Dirigir
el destino propio es desafiante, empresa excesiva para un ser humano, por retar
al imposible, pero, el verdadero reto es dirigir el destino de los demás.
Porque no es
sólo deseo de querer ser o hacer, es aquello que está y traza a cada ser más
allá de su propia voluntad. La aproximación a lo intangible es escurridiza como
un sueño. El momento ideal no siempre acontece, a veces es negado tanto a la
ficción como a la realidad. Ni de la mano de un líder ni de un escritor de
otras realidades más asombrosas, se traspasa el umbral. La voluntad puede ser
torcida por el empeño desesperado y suicida que no conduce a ninguna parte. El
individuo se siente perdido, pero también el personaje.
En
sociedades y culturas antiguas, los oráculos prometían contener en lenguaje
críptico el porvenir. Adivinos se entrenaban y fatigaban en descifrarlo, pero
al final, sucumbían a la especulación o a la probabilidad. Sin embargo,
detenerse en el sendero donde palabras y
hechos quedaron grabados, puede hallar el sentido de lo que en esencia
somos, y la mayor de las veces, obstinamos negar o aceptar. En Occidente, el
destino está arrogado al arquero de lo trágico, al poder ciego. Esa podría ser
la mayor representación emblemática del destino. Otros aseveran que Dios es el
arquero, pero su abstracción es tan poderosa y laberíntica, que puede vencer la
fe y la esperanza de los más fieles.
En
el juego laberíntico del azar, un escritor apostó la mano con la que escribía y
la perdió de un hachazo; pero aún mutilado, no desfalleció ni se rindió. La
fiebre de la ambición lo conducía. En noches tensas de insomnio, quiso seguir
escribiendo con la mano que le había sobrevivido. Sorpresivamente, la mano
resistió la labor, extrañando a su mano hermana, incapaz de juntar una palabra
al lado de otra. Entonces el escritor arrugó la página, y decidió apostar
también la mano inútil al juego del azar, para condenar a la destrucción y al
olvido definitivo, al escritor que era. Ya nada le importaba. Perderlo todo a
veces es mejor que conformarse con perder una parte. La suerte lo acompañó esta
vez y fue su contrincante quien perdió la mano, justamente la que él necesitaba
y envidiaba. Lo paradójico fue que, después, el escritor no pudo llegar a
tiempo al hospital, donde le habían garantizado que podrían implantarle una
mano nueva si conseguía un donante voluntario o involuntario. Entonces, abatido
y resignado, el escritor debió dedicarse a escribir historias que nunca antes
había escrito con aquella mano reacia a la escritura, pero que finalmente,
había sometido al castigo y la obligación. En esa forzosa rutina, su verdadero
destino como escritor, le fue revelado a través de tan macabra desventura. La
obra magnífica que después escribió, habría de redimirlo.
En
periodos convulsos y trágicos, algunos pueblos quieren que sus líderes alcancen
la magnitud de un Mesías, que se corten la mano propia, para que escriban con
mano ajena, la historia que ellos no podrían escribir por sí mismos. Al borde
de ese abismo, comienza a aparecer la figura mítica y tribal del primitivismo,
y que acostumbra a emerger del pantano de la prepolítica. Los pueblos
inconscientes, invocan la presencia de un supremo líder a la hora de su más
dura y amarga desgracia.
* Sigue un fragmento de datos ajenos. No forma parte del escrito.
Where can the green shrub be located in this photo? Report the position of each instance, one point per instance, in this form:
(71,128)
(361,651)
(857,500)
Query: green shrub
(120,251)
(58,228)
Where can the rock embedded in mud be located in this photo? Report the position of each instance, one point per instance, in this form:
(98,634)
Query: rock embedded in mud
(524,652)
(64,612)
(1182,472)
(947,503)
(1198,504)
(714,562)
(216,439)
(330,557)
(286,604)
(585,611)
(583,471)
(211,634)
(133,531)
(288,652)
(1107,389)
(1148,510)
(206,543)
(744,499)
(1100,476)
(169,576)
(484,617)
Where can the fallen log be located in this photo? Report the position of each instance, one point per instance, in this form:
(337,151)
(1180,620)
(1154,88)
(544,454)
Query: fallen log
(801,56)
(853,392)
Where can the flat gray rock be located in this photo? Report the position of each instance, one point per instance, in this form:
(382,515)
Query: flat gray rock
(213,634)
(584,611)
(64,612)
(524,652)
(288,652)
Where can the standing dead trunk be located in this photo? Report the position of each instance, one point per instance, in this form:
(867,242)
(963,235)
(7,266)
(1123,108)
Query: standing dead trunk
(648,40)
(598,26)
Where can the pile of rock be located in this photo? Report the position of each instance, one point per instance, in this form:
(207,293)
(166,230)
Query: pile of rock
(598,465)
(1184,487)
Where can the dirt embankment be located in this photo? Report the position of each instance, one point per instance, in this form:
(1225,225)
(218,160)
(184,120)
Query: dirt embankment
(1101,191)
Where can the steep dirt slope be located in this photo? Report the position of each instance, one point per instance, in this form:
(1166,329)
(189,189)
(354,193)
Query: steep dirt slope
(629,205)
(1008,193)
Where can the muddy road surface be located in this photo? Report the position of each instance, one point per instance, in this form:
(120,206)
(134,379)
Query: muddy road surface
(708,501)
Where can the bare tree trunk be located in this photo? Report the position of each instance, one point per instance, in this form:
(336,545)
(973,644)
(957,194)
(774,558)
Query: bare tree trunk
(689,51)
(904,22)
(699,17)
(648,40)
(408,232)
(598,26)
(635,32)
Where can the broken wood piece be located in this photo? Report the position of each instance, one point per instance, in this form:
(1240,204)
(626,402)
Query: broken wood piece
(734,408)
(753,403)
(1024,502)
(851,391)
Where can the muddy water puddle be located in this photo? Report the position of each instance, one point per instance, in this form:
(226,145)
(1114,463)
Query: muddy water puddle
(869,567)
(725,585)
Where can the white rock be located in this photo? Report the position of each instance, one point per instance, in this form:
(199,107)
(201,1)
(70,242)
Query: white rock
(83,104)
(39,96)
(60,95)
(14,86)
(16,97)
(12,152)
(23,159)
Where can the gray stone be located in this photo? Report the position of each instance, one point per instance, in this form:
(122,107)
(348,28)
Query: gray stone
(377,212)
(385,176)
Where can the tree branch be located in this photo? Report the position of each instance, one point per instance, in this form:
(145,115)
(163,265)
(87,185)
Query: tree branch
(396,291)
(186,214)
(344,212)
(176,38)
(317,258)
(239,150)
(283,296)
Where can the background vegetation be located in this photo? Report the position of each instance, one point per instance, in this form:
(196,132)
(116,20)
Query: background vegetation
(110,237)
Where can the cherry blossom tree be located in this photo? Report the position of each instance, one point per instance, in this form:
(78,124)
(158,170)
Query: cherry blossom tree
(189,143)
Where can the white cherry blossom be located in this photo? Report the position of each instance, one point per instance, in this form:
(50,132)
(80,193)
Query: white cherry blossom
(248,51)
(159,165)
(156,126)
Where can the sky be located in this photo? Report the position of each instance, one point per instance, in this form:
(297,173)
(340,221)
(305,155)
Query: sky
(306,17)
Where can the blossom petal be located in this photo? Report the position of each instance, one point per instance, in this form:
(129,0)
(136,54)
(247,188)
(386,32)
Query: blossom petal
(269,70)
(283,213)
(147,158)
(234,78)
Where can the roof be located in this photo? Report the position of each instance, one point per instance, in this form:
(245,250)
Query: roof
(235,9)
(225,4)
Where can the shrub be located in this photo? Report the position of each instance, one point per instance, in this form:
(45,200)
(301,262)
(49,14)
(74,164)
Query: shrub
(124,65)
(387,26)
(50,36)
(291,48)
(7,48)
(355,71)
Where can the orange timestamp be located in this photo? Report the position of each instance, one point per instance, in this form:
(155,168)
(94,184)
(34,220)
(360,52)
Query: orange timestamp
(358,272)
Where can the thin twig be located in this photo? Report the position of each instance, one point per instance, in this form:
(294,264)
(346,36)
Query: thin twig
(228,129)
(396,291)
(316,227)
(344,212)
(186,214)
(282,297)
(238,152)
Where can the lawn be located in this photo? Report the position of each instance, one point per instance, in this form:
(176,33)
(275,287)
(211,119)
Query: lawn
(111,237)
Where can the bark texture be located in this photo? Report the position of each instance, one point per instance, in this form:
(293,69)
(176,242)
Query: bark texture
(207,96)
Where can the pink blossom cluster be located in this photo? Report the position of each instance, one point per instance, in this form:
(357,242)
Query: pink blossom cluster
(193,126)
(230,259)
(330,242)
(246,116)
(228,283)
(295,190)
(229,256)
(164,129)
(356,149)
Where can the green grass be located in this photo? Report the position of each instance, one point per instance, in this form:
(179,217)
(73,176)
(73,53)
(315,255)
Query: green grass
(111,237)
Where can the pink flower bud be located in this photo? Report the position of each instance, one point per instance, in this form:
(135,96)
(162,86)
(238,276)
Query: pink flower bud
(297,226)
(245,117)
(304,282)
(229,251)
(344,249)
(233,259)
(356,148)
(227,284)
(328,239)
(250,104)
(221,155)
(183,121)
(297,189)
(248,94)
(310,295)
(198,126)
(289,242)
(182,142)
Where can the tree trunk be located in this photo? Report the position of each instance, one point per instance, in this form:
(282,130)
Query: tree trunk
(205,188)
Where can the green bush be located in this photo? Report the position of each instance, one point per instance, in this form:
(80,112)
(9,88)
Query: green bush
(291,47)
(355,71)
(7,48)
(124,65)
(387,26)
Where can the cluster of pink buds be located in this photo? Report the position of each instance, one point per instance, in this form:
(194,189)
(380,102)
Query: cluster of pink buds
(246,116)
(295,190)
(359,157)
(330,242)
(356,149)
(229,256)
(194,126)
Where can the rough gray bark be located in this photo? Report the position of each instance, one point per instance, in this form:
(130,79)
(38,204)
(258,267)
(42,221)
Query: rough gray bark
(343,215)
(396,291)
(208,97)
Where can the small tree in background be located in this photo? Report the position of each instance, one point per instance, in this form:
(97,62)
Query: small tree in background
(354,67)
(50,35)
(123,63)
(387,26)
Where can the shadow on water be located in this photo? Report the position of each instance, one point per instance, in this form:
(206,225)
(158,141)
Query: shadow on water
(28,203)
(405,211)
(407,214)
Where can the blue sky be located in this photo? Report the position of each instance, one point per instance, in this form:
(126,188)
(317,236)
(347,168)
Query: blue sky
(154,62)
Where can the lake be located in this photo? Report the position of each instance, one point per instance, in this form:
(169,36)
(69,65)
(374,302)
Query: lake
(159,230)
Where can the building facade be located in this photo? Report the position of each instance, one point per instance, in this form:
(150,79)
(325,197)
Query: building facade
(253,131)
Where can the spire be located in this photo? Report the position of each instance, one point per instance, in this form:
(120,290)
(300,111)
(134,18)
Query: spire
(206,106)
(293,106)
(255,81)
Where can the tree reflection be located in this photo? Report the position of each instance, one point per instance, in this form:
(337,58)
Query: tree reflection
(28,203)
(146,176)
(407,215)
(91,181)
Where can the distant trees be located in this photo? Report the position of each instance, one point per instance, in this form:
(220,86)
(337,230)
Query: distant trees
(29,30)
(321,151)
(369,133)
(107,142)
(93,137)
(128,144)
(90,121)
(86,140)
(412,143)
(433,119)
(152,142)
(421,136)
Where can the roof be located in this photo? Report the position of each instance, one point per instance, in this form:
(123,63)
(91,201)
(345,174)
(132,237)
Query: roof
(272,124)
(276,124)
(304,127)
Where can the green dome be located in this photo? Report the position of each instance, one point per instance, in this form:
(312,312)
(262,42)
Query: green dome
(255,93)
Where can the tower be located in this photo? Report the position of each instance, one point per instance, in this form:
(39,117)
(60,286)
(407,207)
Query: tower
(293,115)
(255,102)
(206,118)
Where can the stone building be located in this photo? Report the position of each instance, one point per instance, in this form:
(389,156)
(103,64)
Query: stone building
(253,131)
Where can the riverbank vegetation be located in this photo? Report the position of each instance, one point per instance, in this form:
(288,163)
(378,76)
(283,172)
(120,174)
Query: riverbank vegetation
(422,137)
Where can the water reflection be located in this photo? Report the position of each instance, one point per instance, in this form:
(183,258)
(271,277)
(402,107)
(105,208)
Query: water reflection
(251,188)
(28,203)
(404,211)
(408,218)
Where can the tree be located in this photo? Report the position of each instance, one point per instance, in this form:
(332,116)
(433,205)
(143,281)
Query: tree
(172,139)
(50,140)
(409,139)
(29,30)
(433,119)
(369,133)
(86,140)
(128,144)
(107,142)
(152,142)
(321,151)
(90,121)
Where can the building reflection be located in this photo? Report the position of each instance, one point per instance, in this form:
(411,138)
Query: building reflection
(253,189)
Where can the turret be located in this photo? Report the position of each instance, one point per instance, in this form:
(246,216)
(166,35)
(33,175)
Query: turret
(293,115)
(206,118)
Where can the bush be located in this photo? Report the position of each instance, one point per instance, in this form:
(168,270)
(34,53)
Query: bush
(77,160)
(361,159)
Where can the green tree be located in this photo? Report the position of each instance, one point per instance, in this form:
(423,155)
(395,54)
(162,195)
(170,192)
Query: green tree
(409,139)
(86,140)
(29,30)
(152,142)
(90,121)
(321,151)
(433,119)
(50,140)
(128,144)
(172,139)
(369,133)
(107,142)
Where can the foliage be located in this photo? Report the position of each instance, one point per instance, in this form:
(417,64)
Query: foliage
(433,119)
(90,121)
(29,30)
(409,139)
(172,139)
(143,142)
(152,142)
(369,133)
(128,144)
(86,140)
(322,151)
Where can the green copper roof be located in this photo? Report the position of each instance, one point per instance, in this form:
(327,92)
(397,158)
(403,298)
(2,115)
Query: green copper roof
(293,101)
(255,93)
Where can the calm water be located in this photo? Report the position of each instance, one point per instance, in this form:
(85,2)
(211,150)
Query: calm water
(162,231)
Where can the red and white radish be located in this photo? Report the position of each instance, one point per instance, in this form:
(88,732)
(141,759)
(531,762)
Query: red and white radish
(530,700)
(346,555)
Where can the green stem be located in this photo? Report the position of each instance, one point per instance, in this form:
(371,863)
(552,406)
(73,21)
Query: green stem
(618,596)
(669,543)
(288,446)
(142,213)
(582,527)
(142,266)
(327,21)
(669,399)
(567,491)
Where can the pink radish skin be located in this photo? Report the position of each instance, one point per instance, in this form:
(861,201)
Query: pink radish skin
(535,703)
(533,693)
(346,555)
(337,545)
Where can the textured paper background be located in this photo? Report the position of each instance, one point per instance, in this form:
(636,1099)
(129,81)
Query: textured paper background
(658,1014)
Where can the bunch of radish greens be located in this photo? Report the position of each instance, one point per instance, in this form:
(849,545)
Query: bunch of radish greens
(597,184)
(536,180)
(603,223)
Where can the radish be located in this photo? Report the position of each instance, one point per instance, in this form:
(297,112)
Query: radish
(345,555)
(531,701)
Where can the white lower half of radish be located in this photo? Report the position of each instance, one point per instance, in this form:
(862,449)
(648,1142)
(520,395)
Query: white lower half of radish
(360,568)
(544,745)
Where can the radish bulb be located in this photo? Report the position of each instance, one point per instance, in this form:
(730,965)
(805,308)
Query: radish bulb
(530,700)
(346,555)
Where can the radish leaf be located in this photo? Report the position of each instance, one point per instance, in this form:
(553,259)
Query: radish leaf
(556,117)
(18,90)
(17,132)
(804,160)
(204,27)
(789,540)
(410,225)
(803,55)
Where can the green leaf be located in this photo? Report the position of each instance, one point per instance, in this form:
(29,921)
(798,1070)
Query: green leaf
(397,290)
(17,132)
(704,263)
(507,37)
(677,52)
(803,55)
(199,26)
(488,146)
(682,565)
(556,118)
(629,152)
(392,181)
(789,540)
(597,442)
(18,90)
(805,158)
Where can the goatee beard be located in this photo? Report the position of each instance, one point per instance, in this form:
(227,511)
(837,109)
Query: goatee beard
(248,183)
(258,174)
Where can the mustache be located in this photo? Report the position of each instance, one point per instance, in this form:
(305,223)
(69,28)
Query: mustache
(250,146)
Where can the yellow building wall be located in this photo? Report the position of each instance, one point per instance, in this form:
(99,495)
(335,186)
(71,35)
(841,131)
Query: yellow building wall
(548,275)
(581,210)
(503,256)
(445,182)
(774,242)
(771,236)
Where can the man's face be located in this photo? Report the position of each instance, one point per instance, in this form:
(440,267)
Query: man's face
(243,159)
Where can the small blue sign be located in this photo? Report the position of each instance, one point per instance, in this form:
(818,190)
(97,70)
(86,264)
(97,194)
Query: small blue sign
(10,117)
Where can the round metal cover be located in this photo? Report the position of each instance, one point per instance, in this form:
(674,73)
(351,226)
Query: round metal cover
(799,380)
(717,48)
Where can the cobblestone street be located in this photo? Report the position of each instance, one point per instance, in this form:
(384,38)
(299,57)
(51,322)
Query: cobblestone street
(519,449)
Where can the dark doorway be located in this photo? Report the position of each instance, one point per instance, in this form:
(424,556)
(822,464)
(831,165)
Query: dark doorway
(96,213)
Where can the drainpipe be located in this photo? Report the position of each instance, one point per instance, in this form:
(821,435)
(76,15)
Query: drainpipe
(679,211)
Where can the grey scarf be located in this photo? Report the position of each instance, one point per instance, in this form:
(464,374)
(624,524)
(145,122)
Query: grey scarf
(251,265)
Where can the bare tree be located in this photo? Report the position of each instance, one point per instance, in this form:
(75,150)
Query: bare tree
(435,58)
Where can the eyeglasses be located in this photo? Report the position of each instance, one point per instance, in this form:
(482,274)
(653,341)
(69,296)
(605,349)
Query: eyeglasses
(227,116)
O puede ocurrir que éste se imponga en medio de la
desorientación y la anarquía, propiciando la aventura épica que lo corone con
el poder absoluto.
El futuro líder de un proyecto dictatorial es un Frankenstein que conduce a su antojo los destinos de esos pueblos huérfanos de identidad política, convertidos ahora en masa, muchedumbre que aúlla ante el mito del fango. Ese dictador que gobierna no con mano humana, sino con la garra de un mono. En cambio, el plural liderazgo democrático que insurge en conflictos sociales y políticos que no parecen tener salida, constituyen, en vez de desventaja, reto nutriente que aparta la condena epigonal que lleva la encarnación de un solo líder delirante. Esa es la diferencia nodal del destino hacia la dictadura o la democracia.
La
política en crisis hace restrictivo el tiempo, poniendo a prueba al líder
democrático en el escenario de urgencia, o a la espera, por alcanzar el
objetivo magno trazado en desvelo. Sólo si hay fundamentos políticos de
convicción y éticos, prospera el líder
auténtico, aquél que vence el personalismo y la degradación; pero sobre
todo, la precipitación que apura fortalecer el anuncio o posicionamiento de una
dictadura. Entonces, los pueblos calzan con esa entrega luminosa, convertida en
estrategia oportuna y liberadora. Sin temor al detal del liderazgo que demanda el entramado de la lucha misma. Porque la
democracia es como la construcción de la música.